Consequências da contaminação
De acordo com o IOC/Fiocruz, todas as amostras de músculo e fígado testaram positivo para a presença de cocaína. Já a benzoilecgonina foi detectada em 12 amostras de músculo e em duas de fígado. A concentração média de cocaína nos animais foi três vezes maior que a concentração do metabólito. Uma hipótese dos pesquisadores para explicar esse dado é a superexposição dos animais à substância. Outro achado que intrigou os especialistas foi a maior concentração de cocaína nos músculos do que no fígado dos animais analisados.
Rachel Ann Hauser-Davis alertou para a necessidade de estudos específicos para determinar as consequências exatas dessa contaminação nos animais. Ela acredita que pode haver impacto no crescimento, na maturação e, em especial, na fecundidade dos tubarões, já que o fígado atua no desenvolvimento de embriões. A espécie de tubarão analisada vive próxima à costa e não tem característica migratória, levando os pesquisadores a acreditar que foram contaminados no litoral carioca.
Próximos passos
Os pesquisadores pretendem coletar e analisar amostras de água e de outros animais dessa e de outras regiões da costa do Rio de Janeiro. As amostras foram analisadas na Seção Laboratorial Avançada de Santa Catarina (SLAV/SC), unidade ligada ao Laboratório Nacional Agropecuário do Rio Grande do Sul, que integra a Rede Nacional de Laboratórios Agropecuários do Ministério da Agricultura, Pecuária e Abastecimento (Mapa). Essa etapa foi conduzida pelo farmacêutico e bioquímico Rodrigo Barcellos Hoff, que atua no SLAV/SC.
Preocupação com a saúde humana
Rachel e Enrico defendem que sejam realizados novos estudos para responder se a cocaína encontrada em animais marinhos pode ter reflexos negativos na saúde humana.

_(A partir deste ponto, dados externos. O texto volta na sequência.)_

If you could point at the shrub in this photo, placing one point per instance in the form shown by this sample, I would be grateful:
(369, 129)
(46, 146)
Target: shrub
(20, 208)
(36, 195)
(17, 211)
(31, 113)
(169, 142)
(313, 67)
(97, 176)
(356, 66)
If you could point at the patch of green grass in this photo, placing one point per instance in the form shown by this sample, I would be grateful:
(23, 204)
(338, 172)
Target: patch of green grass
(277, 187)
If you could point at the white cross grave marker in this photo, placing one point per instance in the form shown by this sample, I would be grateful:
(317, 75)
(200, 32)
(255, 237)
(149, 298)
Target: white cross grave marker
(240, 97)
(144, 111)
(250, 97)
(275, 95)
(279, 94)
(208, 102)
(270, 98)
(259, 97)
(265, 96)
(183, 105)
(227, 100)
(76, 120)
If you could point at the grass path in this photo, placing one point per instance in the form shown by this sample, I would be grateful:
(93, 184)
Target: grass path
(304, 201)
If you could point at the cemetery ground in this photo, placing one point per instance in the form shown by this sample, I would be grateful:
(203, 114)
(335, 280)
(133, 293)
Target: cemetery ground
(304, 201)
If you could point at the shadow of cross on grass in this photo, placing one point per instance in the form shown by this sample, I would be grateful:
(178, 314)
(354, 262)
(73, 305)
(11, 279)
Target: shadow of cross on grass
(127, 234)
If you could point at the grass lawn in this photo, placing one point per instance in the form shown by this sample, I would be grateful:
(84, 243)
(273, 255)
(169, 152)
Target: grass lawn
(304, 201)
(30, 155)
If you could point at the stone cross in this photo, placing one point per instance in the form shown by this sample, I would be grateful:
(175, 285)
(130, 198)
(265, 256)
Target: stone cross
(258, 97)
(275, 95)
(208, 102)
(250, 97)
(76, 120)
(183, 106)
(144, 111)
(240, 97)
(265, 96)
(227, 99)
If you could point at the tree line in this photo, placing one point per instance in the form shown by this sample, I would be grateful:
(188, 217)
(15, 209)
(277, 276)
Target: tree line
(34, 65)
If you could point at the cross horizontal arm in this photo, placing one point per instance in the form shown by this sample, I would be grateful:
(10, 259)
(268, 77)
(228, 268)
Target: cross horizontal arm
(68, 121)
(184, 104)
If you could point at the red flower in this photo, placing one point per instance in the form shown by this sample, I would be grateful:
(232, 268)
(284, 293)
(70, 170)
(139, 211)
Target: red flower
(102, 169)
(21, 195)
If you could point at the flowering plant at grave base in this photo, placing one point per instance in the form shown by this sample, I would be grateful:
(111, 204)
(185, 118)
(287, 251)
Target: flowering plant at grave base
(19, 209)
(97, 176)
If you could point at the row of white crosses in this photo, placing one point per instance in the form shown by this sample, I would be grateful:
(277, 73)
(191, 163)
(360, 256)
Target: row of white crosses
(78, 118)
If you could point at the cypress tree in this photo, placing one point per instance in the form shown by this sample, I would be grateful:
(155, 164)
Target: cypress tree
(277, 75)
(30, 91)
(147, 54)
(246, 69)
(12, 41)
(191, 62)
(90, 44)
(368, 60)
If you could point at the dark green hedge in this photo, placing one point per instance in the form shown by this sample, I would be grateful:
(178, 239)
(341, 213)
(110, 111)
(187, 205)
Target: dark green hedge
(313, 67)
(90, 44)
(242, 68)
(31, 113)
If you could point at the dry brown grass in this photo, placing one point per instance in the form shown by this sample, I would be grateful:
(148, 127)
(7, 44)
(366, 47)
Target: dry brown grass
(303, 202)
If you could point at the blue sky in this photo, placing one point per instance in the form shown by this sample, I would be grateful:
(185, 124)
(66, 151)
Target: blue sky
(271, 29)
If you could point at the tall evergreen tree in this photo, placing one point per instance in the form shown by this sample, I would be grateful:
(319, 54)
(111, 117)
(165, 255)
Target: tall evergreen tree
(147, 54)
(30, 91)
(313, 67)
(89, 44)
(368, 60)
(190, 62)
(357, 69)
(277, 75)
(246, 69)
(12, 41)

Pesquisa recente da Universidade Federal de São Paulo e Universidade Santa Cecília apontou altas concentrações de cocaína na água da Baía de Santos, sinalizando que a droga pode causar problemas nas células e no material genético de mexilhões.
A bióloga lembrou que tubarões, muitas vezes, são comercializados irregularmente com o nome popular de cação. “Já encontramos diversos metais tóxicos em cações e raias, que também são vendidos e consumidos. Agora, detectamos cocaína em tubarões. A poluição e a contaminação do meio ambiente afetam diretamente os animais e a natureza, e também impactam, de uma forma ou de outra, a vida humana. A saúde de um está ligada à saúde do outro”, destacou.
Parcerias e financiamento
A pesquisa foi realizada em parceria com a Escola Nacional de Saúde Pública Sérgio Arouca (Ensp/Fiocruz), Universidade Federal de Santa Catarina, Universidade Federal do Rio de Janeiro, Setor Laboratorial Avançado em Santa Catarina (SLAV/SC), Instituto Museu Aquário Marinho do Rio de Janeiro (IMAM/AquaRio) e Cape Eleuthera Institute (Bahamas). O trabalho teve financiamento da Fundação Carlos Chagas Filho de Amparo à Pesquisa do Estado do Rio de Janeiro (Faperj), Fundo Brasileiro para a Biodiversidade (Funbio) e Conselho Nacional de Desenvolvimento Científico e Tecnológico (CNPq).